This Week in Pittsburgh History: The Polio Vaccine Earns Worldwide Acceptance

Jonas Salk’s polio vaccine, first administered in 1954, was declared safe and effective around the world in the years that followed.
Jonas Salk Ethel Bailey Hr

JONAS SALK AND ETHEL BAILEY IN THE LAB. ELSIE WARD IS VISIBLE IN THE BACKGROUND | JONAS SALK POLIO VACCINE COLLECTION, 1917-2005, UA.90.F89, UNIVERSITY ARCHIVES, ARCHIVES & SPECIAL COLLECTIONS, UNIVERSITY OF PITTSBURGH LIBRARY SYSTEM

On July 9, 1957, the polio vaccine developed by Pittsburgher Jonas Salk was declared safe and effective by scientists around the world at the Fourth International Poliomyelitis Conference in Geneva, Switzerland.

According to a New York Times report, “the widespread use of Salk anti-poliomyelitis vaccine throughout the world has confirmed studies in the United States of its safety and effectiveness.”

The vaccine was first administered by Salk in 1954. “Since then,” the Times reported, “100,000,000 doses have been distributed in the United States with safety, and reported complications following their administration have been remarkably rare.

“Scientists from other nations have reported similar experience [sic].”

The vaccine was shown to have approximately a 75% effective rate after one or two doses, but more research was needed as to the effectiveness of a full course of three doses worldwide, the report states.

Denmark, which had reached its goal of vaccinating nearly all of the population younger than 40, reported “only a few sporadic cases.” In the United States, they had achieved slightly more than half of their goal of immunizing everyone under 20 years old, but immunization of adults ages 20 to 40 had not been pushed to full force until the vaccine supply was more plentiful.

Last-scale immunization programs had yet to be taken in South America, the “Near East” and the Middle East, the report stated. “Soviet delegates to the conference” stated mass immunization efforts had begun in their country using the Salk technique scientists learned in a visit to the United States in 1955.

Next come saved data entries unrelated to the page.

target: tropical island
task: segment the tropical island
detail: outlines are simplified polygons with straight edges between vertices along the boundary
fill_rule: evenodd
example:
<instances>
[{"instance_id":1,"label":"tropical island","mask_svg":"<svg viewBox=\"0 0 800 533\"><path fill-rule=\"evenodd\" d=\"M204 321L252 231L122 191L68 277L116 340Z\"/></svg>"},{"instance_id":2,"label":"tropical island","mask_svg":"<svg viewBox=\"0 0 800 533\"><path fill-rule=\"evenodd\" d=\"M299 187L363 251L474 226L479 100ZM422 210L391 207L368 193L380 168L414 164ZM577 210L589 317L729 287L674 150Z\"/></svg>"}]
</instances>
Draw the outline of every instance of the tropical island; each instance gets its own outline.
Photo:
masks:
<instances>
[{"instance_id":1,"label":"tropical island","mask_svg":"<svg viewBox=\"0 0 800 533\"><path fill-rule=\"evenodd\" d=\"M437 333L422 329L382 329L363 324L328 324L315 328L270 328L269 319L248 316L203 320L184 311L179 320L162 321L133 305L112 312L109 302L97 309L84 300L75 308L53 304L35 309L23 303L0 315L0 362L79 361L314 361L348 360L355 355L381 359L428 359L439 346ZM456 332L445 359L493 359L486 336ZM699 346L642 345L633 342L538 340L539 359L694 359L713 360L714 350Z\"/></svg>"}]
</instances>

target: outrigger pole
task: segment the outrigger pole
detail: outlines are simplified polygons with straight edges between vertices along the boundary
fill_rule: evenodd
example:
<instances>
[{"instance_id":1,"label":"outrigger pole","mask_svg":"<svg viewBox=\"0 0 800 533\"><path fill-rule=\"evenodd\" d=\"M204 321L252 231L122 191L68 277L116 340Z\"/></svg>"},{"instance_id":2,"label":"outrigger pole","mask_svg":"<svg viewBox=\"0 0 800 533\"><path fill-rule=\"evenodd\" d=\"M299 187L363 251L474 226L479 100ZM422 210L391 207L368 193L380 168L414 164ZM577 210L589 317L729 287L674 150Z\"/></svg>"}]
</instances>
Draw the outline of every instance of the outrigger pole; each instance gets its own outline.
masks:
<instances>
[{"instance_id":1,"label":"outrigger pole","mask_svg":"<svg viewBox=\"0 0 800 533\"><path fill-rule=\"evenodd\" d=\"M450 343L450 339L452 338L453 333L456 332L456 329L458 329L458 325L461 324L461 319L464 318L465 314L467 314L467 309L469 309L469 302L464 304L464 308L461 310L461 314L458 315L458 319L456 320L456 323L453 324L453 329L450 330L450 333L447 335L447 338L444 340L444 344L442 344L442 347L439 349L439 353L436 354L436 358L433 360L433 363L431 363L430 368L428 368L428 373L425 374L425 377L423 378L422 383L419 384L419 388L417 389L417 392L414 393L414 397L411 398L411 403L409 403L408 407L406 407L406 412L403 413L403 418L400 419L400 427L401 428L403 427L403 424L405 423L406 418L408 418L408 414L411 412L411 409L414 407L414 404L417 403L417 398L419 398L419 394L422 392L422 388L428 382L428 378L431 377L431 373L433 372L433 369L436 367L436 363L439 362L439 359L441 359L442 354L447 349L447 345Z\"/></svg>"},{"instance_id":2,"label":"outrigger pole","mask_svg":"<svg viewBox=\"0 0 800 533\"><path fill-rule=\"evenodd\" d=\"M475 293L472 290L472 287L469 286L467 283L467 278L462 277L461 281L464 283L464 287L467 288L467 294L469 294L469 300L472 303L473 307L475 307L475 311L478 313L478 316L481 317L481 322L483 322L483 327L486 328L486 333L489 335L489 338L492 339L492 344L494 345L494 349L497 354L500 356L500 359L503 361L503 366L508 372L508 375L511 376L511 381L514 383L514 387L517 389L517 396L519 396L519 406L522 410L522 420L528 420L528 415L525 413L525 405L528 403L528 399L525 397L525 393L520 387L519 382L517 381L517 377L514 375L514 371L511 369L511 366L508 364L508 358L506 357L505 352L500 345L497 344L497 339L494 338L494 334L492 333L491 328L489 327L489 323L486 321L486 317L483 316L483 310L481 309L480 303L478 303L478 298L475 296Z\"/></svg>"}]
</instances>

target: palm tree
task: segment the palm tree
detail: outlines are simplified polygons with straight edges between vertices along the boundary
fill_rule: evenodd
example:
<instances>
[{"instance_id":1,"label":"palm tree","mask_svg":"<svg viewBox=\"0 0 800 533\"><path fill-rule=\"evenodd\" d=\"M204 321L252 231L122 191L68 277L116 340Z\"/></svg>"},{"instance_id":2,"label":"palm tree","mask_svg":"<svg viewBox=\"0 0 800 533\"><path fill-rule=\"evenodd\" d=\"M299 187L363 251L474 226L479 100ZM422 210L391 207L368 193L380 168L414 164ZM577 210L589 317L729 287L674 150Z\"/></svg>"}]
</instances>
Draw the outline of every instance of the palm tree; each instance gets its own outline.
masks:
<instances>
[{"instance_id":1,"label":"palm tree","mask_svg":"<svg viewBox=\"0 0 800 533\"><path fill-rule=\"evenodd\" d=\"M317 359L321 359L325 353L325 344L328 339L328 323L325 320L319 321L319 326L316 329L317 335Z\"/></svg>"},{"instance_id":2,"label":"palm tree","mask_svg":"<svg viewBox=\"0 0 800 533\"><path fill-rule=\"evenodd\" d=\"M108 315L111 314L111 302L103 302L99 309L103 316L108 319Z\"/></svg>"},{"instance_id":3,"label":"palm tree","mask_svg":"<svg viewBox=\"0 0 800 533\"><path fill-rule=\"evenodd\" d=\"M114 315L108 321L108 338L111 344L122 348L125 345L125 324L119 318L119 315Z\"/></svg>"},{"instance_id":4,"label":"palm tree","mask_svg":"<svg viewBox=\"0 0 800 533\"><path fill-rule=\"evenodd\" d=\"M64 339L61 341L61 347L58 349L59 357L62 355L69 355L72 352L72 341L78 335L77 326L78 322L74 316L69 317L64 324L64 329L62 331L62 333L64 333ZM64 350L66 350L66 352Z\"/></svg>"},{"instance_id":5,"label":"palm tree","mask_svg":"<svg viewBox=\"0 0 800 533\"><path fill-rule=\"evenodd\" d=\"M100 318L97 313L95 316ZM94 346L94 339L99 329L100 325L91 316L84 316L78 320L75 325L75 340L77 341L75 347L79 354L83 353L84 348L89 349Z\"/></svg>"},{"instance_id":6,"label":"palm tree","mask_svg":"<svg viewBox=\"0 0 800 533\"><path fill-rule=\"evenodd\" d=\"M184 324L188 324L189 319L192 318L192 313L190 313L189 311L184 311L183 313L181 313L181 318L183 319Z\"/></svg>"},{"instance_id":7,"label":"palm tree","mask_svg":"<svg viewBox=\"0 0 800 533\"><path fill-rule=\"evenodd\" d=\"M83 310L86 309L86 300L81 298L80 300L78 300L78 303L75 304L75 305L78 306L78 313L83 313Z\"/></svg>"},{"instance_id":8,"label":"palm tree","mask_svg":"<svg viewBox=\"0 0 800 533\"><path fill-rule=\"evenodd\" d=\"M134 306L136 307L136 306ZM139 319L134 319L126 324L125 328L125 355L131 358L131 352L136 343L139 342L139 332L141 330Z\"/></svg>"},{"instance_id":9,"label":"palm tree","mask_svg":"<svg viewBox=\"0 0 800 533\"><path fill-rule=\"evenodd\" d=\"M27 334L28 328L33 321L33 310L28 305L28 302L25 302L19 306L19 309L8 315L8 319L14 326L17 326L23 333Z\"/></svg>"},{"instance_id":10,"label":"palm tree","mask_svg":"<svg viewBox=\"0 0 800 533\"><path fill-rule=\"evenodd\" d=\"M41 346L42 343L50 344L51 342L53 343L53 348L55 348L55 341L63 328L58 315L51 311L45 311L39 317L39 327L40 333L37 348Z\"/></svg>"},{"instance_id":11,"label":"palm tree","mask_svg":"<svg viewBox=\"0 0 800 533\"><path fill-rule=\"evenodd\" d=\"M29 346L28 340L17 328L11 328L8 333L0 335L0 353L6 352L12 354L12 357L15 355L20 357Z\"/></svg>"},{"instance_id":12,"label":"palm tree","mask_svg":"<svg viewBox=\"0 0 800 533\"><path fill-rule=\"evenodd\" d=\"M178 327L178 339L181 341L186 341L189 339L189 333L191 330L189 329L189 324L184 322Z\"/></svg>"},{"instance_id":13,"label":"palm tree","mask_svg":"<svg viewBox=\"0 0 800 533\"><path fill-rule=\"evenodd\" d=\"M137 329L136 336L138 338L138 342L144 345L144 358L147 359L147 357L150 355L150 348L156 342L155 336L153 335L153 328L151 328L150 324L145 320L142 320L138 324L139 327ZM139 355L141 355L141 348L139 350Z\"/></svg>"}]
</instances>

Salk became director of the Virus Research Laboratory at the University of Pittsburgh School of Medicine in 1947; it was there he began to develop a vaccine that could immunize against polio, which affected more than 40,000 people in the U.S. each year.

On April 12, 1955, the results of his testing were announced: the vaccine was safe and effective. By 1962, the number of polio cases had dropped to 910.

In 2019, Pittsburgh Magazine named him No. 5 on our list of the Greatest Pittsburghers of All Time.